New Authoritative Accounting Guidance
ASU No. 2025-09, “Derivatives and Hedging (Topic 815): Hedge Accounting Improvements,” amends the existing requirement that cash flow hedges of groups of individual forecasted transactions that use a single derivative as the hedging instrument share the same risk exposure. Instead, the new guidance requires such groups to have a similar risk exposure. Additionally, ASU No. 2025-09 clarifies that the quantitative threshold for determining similar risk exposure aligns with the highly effective threshold used in assessing hedge effectiveness. ASU No. 2025-09 is effective for interim and annual reporting periods beginning after December 15, 2026 with early adoption permitted. The amendments should be applied prospectively to all hedging relationships beginning on or after the date of adoption. ASU No. 2025-09 is currently not expected to have a significant impact on Valley’s consolidated financial statements.
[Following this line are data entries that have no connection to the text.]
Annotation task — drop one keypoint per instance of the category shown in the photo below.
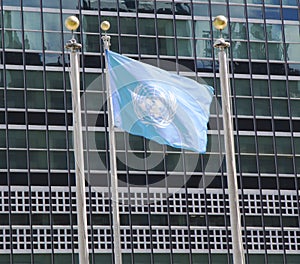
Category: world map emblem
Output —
(154, 105)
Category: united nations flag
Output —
(153, 103)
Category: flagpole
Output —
(105, 25)
(220, 22)
(72, 23)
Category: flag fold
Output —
(158, 105)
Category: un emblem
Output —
(154, 105)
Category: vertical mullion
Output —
(47, 134)
(235, 113)
(156, 32)
(87, 167)
(126, 136)
(27, 135)
(65, 72)
(187, 207)
(290, 113)
(202, 158)
(206, 212)
(168, 205)
(7, 137)
(148, 200)
(273, 132)
(256, 137)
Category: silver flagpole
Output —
(105, 25)
(72, 23)
(220, 22)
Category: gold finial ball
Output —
(220, 22)
(105, 25)
(72, 23)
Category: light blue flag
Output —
(153, 103)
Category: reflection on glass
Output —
(90, 24)
(258, 50)
(290, 2)
(128, 25)
(289, 33)
(91, 43)
(52, 21)
(255, 12)
(260, 88)
(275, 51)
(290, 14)
(256, 31)
(295, 111)
(52, 41)
(238, 30)
(202, 29)
(185, 47)
(278, 88)
(237, 11)
(12, 39)
(218, 9)
(35, 100)
(265, 145)
(15, 99)
(14, 79)
(33, 40)
(274, 32)
(166, 46)
(30, 3)
(129, 45)
(184, 28)
(272, 13)
(272, 2)
(147, 45)
(165, 27)
(293, 53)
(12, 19)
(244, 106)
(201, 10)
(294, 89)
(280, 107)
(32, 20)
(239, 50)
(242, 87)
(262, 107)
(147, 26)
(204, 48)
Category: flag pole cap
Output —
(220, 22)
(105, 25)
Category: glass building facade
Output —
(173, 203)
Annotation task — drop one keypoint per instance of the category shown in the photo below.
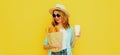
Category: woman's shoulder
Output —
(70, 28)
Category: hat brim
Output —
(52, 9)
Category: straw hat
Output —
(59, 7)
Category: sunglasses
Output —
(54, 15)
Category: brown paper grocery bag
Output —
(55, 38)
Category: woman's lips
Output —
(57, 19)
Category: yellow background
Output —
(23, 24)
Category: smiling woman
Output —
(61, 20)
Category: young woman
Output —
(61, 20)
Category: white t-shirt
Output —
(64, 39)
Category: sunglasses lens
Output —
(58, 15)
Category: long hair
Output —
(64, 19)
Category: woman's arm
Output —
(47, 47)
(75, 37)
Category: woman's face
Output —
(57, 16)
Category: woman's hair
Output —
(64, 19)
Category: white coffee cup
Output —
(77, 29)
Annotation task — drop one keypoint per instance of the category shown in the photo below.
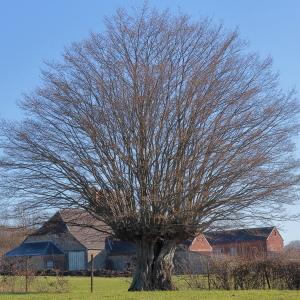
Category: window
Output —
(49, 264)
(233, 251)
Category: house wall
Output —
(187, 262)
(245, 249)
(65, 242)
(99, 258)
(274, 242)
(119, 262)
(200, 244)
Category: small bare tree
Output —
(160, 127)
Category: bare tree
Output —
(161, 127)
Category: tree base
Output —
(154, 266)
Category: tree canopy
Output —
(160, 126)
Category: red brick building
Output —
(251, 242)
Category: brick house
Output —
(250, 242)
(66, 242)
(69, 238)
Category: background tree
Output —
(161, 127)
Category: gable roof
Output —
(83, 226)
(238, 235)
(34, 249)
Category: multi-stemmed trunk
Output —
(154, 265)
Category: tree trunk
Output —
(154, 265)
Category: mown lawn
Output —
(116, 288)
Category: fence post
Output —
(208, 275)
(26, 275)
(92, 273)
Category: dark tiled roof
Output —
(34, 249)
(238, 235)
(117, 247)
(84, 227)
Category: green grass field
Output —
(116, 288)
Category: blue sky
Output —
(34, 31)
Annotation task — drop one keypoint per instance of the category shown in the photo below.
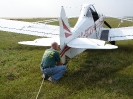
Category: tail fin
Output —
(65, 32)
(64, 28)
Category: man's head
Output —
(54, 45)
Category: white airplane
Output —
(88, 33)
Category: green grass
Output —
(94, 74)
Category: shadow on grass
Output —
(100, 69)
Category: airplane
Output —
(88, 33)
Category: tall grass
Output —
(94, 74)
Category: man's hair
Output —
(54, 44)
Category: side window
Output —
(94, 13)
(88, 14)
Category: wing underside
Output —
(116, 34)
(41, 42)
(37, 29)
(88, 43)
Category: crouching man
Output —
(51, 65)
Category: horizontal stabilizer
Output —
(29, 28)
(41, 42)
(90, 44)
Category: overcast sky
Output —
(51, 8)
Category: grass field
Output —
(94, 74)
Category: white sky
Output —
(51, 8)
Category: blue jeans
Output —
(55, 72)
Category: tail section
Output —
(65, 37)
(65, 32)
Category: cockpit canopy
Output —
(91, 12)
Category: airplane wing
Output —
(116, 34)
(41, 41)
(90, 44)
(37, 29)
(121, 18)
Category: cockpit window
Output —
(94, 13)
(88, 14)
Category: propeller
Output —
(106, 23)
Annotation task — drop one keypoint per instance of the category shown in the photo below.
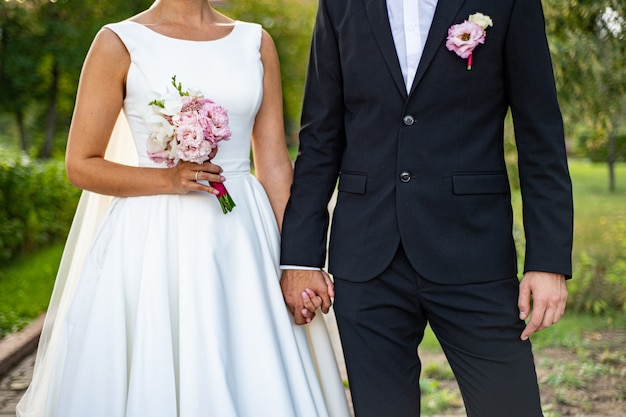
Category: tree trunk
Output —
(19, 118)
(51, 117)
(611, 160)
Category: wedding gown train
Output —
(164, 306)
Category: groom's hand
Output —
(296, 283)
(549, 296)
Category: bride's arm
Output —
(272, 165)
(99, 100)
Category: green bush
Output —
(37, 203)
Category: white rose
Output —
(481, 20)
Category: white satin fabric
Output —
(164, 306)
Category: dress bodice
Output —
(226, 70)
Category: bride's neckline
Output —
(234, 26)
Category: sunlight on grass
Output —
(25, 288)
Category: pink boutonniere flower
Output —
(465, 37)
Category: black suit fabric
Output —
(360, 128)
(382, 321)
(422, 227)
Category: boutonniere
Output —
(464, 37)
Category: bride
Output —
(164, 305)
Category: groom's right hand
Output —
(295, 282)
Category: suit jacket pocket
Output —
(480, 183)
(352, 182)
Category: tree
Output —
(43, 45)
(18, 77)
(290, 22)
(589, 50)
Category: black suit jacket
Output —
(453, 215)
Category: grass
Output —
(26, 286)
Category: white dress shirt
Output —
(410, 22)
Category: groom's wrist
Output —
(304, 268)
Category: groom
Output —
(411, 133)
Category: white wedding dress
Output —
(170, 308)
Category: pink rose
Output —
(464, 37)
(191, 144)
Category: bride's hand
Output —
(187, 174)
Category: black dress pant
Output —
(381, 323)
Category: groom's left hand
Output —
(549, 295)
(295, 283)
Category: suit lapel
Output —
(444, 18)
(379, 21)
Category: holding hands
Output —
(305, 291)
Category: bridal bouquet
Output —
(186, 126)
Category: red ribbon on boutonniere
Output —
(465, 37)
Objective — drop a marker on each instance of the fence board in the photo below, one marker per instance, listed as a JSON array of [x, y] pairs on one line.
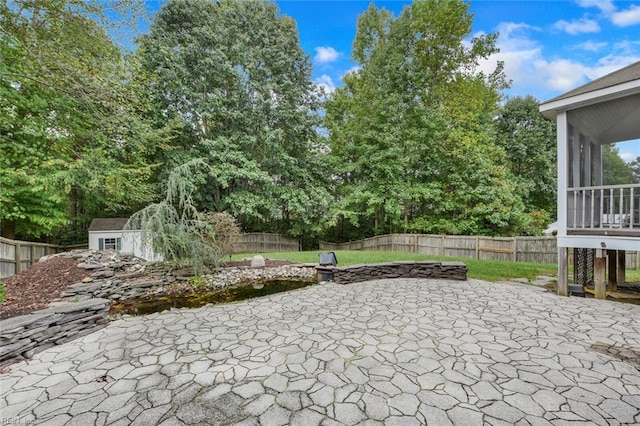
[[264, 243], [521, 249], [16, 256]]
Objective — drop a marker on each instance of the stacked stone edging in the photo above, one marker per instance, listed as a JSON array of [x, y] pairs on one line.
[[400, 269], [22, 336]]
ASU No. 2025-08, “Financial Instruments - Credit Losses (Topic 326): Purchased Loans,” amends the guidance in ASC 326 on the accounting for certain purchased loans. Under the ASU No. 2025-8, entities must account for acquired loans that meet certain criteria of “purchased seasoned loans” at acquisition by recognizing them at their purchase price plus an allowance for expected credit losses (gross-up approach). The intent of amendments is to align the accounting for purchased seasoned loans with the current accounting guidance under ASC 326 for PCD assets. ASU No. 2025-08 is effective for interim and annual reporting periods beginning after December 15, 2026 with early adoption permitted. The amendments must be applied
prospectively. ASU No. 2025-08 is currently not expected to have a significant impact on Valley's consolidated financial statements.
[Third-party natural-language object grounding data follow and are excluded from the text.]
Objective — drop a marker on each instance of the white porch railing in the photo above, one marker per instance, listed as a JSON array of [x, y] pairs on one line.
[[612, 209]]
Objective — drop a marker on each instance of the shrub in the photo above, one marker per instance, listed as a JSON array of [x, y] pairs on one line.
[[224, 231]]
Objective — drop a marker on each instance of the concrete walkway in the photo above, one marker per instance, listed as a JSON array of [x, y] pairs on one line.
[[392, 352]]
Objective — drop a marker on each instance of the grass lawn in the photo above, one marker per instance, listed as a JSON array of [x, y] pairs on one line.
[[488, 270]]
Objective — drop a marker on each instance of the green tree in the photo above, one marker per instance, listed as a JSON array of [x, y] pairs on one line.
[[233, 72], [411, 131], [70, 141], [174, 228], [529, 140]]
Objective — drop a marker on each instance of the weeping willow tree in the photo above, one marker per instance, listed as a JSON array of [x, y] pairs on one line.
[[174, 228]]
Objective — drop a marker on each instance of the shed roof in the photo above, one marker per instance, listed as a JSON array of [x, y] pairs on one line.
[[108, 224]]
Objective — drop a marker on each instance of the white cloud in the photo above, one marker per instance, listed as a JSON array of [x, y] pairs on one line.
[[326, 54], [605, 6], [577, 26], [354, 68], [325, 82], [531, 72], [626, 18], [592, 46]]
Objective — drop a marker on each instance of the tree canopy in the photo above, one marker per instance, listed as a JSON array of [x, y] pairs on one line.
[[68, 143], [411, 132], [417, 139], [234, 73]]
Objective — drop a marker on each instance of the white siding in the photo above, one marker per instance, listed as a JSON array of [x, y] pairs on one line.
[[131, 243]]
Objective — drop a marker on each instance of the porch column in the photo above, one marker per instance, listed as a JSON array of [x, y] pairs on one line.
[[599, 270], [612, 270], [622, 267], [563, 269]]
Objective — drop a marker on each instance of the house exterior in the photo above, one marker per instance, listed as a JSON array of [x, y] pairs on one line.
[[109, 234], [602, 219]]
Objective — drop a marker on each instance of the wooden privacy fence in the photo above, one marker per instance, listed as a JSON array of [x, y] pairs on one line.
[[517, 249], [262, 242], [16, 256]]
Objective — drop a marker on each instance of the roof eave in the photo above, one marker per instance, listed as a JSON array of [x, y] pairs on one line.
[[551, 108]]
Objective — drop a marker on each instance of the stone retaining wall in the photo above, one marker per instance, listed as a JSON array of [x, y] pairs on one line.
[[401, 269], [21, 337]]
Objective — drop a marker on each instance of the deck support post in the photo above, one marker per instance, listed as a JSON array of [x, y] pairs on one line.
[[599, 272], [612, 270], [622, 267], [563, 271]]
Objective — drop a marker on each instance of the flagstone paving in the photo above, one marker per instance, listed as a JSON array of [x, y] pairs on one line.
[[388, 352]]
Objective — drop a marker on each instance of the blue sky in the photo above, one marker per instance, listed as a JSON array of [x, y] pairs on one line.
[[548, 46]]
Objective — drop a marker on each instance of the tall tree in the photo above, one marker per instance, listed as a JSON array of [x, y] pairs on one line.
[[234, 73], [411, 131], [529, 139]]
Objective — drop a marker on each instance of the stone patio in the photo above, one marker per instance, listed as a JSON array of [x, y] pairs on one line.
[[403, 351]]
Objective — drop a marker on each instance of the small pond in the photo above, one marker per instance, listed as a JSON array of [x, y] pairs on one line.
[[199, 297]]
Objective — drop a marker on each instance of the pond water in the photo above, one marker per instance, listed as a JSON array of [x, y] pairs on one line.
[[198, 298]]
ASU No. 2025-06, "Intangibles - Goodwill and Other - Internal-Use Software (Subtopic 350-40): "Targeted Improvements to the Accounting for Internal-Use Software" clarifies and modernizes the accounting for costs related to internal-use software. The new guidance clarifies the threshold entities apply to begin capitalizing costs and removes all references to project stages in ASC Subtopic 350-40. ASU No. 2025-06 is effective for all entities for fiscal years beginning after December 15, 2027, and interim periods within those fiscal years. The new guidance may be applied using a prospective, retrospective or modified transition approach with early adoption permitted. Valley is currently evaluating the impact of ASU No. 2025-06 on its consolidated financial statements.
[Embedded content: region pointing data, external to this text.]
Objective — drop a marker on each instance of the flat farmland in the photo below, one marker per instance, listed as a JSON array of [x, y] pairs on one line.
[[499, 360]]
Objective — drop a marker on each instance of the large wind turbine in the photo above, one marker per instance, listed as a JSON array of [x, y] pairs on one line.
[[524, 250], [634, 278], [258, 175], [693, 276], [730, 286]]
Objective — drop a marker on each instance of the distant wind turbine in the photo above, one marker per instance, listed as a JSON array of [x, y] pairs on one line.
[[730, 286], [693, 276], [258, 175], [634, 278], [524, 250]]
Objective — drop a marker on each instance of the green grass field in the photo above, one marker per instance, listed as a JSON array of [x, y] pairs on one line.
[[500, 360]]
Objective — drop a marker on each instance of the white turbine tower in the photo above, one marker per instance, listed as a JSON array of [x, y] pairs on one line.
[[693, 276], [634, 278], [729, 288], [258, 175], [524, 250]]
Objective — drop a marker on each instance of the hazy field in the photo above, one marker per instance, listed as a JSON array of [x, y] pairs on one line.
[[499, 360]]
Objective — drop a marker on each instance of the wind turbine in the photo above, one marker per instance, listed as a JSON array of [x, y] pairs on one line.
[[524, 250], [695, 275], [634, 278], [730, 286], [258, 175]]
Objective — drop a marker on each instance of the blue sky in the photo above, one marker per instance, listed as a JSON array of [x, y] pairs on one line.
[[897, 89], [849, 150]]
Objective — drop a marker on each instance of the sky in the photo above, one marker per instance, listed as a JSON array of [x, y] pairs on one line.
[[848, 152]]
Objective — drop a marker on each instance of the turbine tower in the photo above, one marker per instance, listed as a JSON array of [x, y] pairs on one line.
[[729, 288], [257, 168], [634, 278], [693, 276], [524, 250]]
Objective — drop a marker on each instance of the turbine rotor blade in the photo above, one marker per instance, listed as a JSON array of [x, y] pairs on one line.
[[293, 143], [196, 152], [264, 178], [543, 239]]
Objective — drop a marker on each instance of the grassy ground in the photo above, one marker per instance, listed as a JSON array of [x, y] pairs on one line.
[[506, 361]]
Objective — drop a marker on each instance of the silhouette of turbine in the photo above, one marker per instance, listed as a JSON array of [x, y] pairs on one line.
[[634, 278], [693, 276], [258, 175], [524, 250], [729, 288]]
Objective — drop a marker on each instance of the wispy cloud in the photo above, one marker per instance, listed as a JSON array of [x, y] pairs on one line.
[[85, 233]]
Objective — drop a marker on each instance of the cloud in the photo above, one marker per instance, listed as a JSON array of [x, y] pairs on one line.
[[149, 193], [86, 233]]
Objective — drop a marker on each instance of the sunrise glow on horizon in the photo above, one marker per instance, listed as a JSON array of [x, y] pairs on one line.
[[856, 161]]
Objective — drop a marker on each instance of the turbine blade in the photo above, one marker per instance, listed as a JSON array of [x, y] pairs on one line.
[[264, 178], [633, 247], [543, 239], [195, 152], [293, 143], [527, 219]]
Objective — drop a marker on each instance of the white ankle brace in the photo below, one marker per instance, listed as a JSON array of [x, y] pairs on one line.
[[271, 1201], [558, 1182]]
ASU No. 2024-03, "Income Statement - Reporting Comprehensive Income Expense Disaggregation Disclosures (Subtopic 220-40): Disaggregation of Income Statement Expenses," requires disaggregation of certain expense captions into specified categories in disclosures within the footnotes to the financial statements. ASU No. 2024-03 does not change the expense captions an entity presents on the face of the income statement. ASU No. 2024-03 can be applied prospectively, and it is effective for annual periods beginning after December 15, 2026, and interim periods within fiscal years beginning after December 15, 2027. Early adoption and retrospective application are permitted. Valley is currently evaluating the impact of ASU No. 2024-03 on its consolidated financial statements disclosures.